Style of play: The New York Press

Masiello favors a full-court press, and with a team of tall athletes, he's got the squads for it. They're pretty effective, forcing a turnover on 24.1 percent of opposing baskets, but they do foul quite a bit, committing the second-most in the nation. They're also uncommonly good at drawing fouls -- 25.1 percent of their points are from the free throw line, 11th most in college hoops -- so expect a choppy one. How the refs are feeling could be a huge factor.

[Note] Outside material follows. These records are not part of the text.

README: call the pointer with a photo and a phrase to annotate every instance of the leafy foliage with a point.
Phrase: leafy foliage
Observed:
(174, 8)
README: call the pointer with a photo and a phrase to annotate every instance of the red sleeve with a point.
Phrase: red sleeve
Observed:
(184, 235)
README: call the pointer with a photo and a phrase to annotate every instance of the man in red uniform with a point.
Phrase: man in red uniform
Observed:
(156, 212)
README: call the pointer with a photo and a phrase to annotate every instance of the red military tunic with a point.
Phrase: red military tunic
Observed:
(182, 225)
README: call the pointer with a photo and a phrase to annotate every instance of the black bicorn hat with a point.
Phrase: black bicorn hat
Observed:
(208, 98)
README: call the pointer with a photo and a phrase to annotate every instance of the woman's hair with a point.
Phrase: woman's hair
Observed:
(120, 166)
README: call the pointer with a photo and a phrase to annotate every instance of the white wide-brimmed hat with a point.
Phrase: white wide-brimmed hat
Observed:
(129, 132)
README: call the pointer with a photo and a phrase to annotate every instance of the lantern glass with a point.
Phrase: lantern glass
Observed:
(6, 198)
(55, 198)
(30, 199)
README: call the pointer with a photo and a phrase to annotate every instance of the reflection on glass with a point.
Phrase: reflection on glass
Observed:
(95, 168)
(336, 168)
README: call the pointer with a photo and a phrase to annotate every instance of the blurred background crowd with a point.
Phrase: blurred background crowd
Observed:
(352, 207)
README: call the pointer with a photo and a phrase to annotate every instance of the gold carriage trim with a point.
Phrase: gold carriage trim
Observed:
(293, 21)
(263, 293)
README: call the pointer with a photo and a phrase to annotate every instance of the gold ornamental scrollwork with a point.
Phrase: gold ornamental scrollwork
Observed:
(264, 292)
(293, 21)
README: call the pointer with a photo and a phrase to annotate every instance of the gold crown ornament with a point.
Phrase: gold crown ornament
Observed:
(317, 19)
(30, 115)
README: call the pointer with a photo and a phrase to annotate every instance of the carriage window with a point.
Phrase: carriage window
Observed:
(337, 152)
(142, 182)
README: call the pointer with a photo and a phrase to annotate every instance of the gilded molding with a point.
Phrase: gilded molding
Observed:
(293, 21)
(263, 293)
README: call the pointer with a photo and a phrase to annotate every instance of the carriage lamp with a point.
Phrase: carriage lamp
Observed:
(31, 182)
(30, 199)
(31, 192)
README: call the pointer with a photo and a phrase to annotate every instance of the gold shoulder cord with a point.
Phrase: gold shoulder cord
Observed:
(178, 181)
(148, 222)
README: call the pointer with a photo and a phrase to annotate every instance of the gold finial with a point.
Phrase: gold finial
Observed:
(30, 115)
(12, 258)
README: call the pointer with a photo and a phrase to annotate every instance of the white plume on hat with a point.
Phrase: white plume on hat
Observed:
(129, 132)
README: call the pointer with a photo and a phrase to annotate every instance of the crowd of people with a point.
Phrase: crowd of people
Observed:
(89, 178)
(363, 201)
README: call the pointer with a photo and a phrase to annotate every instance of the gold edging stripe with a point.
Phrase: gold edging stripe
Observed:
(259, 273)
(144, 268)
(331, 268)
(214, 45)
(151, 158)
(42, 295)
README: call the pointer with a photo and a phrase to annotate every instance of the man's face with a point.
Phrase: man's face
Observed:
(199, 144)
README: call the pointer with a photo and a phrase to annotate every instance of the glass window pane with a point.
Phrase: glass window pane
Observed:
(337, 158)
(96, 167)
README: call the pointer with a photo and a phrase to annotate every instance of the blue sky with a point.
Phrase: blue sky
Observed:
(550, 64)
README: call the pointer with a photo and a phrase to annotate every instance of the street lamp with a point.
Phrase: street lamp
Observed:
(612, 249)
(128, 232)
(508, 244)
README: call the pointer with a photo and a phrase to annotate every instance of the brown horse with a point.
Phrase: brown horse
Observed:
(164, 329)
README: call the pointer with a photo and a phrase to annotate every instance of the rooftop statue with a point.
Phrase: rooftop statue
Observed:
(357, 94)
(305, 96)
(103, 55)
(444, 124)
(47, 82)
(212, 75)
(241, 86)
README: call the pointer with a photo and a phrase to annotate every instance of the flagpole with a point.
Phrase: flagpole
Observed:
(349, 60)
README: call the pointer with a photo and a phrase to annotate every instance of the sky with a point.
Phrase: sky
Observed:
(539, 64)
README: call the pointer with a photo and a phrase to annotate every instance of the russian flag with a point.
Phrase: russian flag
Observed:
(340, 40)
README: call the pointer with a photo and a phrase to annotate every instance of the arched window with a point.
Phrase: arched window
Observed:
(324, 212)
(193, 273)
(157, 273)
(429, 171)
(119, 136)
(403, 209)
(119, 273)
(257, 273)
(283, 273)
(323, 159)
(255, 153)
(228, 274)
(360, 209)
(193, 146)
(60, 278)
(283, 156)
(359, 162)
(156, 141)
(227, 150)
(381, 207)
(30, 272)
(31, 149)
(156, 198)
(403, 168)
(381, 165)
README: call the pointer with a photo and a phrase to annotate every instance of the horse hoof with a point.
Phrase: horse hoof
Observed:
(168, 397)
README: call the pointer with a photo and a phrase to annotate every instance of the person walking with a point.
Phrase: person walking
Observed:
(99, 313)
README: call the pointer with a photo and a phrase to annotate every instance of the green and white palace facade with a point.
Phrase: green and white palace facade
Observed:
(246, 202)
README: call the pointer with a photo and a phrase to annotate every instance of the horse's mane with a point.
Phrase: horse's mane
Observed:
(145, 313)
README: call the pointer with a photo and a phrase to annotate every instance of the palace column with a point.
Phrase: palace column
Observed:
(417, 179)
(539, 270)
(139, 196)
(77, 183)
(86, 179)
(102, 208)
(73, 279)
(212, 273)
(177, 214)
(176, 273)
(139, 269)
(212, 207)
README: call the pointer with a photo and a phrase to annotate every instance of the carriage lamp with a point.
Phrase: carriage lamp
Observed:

Key player: The Emmy goes to

Senior Emmy Andujar is everything for the Jaspers, leading the squad in points (16.5) rebounds (7.6) and assists (3.5). The Bronx native is 6'6 with the dribbling and passing skills of a guard but the length and playing style of a power forward, looking to maneuver in the post for buckets.

What's a Jasper?

Manhattan is the rare school that doesn't have a mascot that stands for a thing. The team name, "Jaspers," is an ode to Brother Jasper, a priest who worked at the school in the 1800's. Jasper started the school's baseball team and is credited by the Baseball Hall of Fame with inventing the seventh-inning stretch -- during an 1882 game, he noticed students' restlessness and called a timeout. Take a break during your 14-hour tourney watch session in his honor.